Hello friends. Can you believe it’s already February?
I’ve spent the last three weeks as a fellow at the Virginia Center for the Creative Arts, near Amherst, VA. VCCA has been an artists’ residency for 50 years. The scene is bucolic, set on a former farm at the foot of the Blue Ridge Mountains. The fellows live and sleep in a separate residence, and they work in the Studio Barns which, as the name implies, were built in an old barn that was on the property. It’s the perfect commute, just about 5 minutes on foot.
The artists here are a mixed group — poets, fiction and non-fiction writers, as well as composers and visual artists working in every medium from sculpture to book arts, quilting to paint. I have never spent this much time with such creative and productive people. Although we are working hard, it doesn’t feel like work because, on some level, we are all speaking the same language about process and vision. You don’t have to explain yourself. You can feel the fellowship.

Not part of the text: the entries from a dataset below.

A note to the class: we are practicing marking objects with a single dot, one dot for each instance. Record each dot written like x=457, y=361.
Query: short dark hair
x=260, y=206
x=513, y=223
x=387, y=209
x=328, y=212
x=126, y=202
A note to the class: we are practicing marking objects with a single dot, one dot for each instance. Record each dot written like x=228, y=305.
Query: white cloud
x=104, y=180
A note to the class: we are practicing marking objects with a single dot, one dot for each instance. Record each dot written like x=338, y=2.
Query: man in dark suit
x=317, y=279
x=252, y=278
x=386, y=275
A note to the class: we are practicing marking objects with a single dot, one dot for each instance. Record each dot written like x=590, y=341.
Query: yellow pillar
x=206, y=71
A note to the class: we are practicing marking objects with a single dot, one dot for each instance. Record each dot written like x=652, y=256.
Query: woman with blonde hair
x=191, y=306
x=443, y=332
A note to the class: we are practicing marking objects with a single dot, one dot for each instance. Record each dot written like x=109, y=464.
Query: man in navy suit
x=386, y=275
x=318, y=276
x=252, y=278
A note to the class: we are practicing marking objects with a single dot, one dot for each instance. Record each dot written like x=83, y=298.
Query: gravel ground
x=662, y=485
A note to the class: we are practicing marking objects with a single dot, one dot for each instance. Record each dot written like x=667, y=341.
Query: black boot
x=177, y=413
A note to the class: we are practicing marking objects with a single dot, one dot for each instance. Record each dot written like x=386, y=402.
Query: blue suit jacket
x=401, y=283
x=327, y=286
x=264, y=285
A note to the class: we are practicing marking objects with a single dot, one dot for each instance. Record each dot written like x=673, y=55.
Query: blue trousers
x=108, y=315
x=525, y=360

VCCA is down the road from Sweet Briar, a women’s college. It’s a gorgeous campus, and I have taken many walks there. The other day, I found the tiny cabin that faces the President’s house. Some maps of Sweet Briar call it the “19th-century cabin,” but other maps and signage make it clear what this is: a cabin that housed a family of enslaved people who helped build Sweet Briar’s campus. The cabin has been in continuous use since it was first built. After the Civil War, it passed to a family who made bricks for the college. Eventually, Sweet Briar used the cabin to house some of its programs; at one point, it functioned as the office of the alumnae association.
Now, however, the cabin houses an exhibition dedicated to the history of enslaved people on campus. I think that was really the only choice. The cabin, with its current purpose, represents something of a reckoning.
At the edge of campus, set into a glade surrounded by trees, are the burial grounds for enslaved people who lived and worked at Sweet Briar. You wouldn’t know where you were if it weren’t for the signs at the edge of the field. Grass and graves have folded into one, the graves marked by either hollows or rough stones set at the head. Those stones were likely never inscribed; they were too small. But they are more spiritual and moving than any headstone I have ever seen.
The burial grounds are peaceful yet vaguely haunting — the place defies description, so I won’t even try. A single sign gives just enough to explain what you are seeing, but not so much as to make it a tourist spot. It must have been hard to figure out how much to say.
In addition to the sign, there is a small plaque that reads:
I paused at that word “founders” for a minute, unsure of what to think. I wondered if this plaque wasn’t a kind of cover-up, a way to soften, for fragile minds, what this place was and who these people were. But the other sign makes it clear that enslaved people were buried here — if you read it, there is no way you could misunderstand. “Founders,” then, began to feel like a good-faith attempt to pay tribute to what enslaved people endured at Sweet Briar, to the legacy they left behind, and to what we owe them.
Is it enough? I’m not sure.
It is a beginning.
An important reframe of who traditionally has received the word 'founder' in regards to American history. It's not enough, but it's a start for sure. What a beautiful piece and place! Thanks for sharing this with us.
This is really beautiful and not what I expected when I first started reading, although I like the dual meaning of "a spot in the woods" since it refers to both VCCA and this sacred place. I hadn't considered the way calling them "founders" is an attempt at whitewashing, but you're so right since it suggests voluntary work. And yet there's also this way that it acts as an asterisk on the term when the school (and others like it) talks about founders. In the same way it should for our country's founders, too.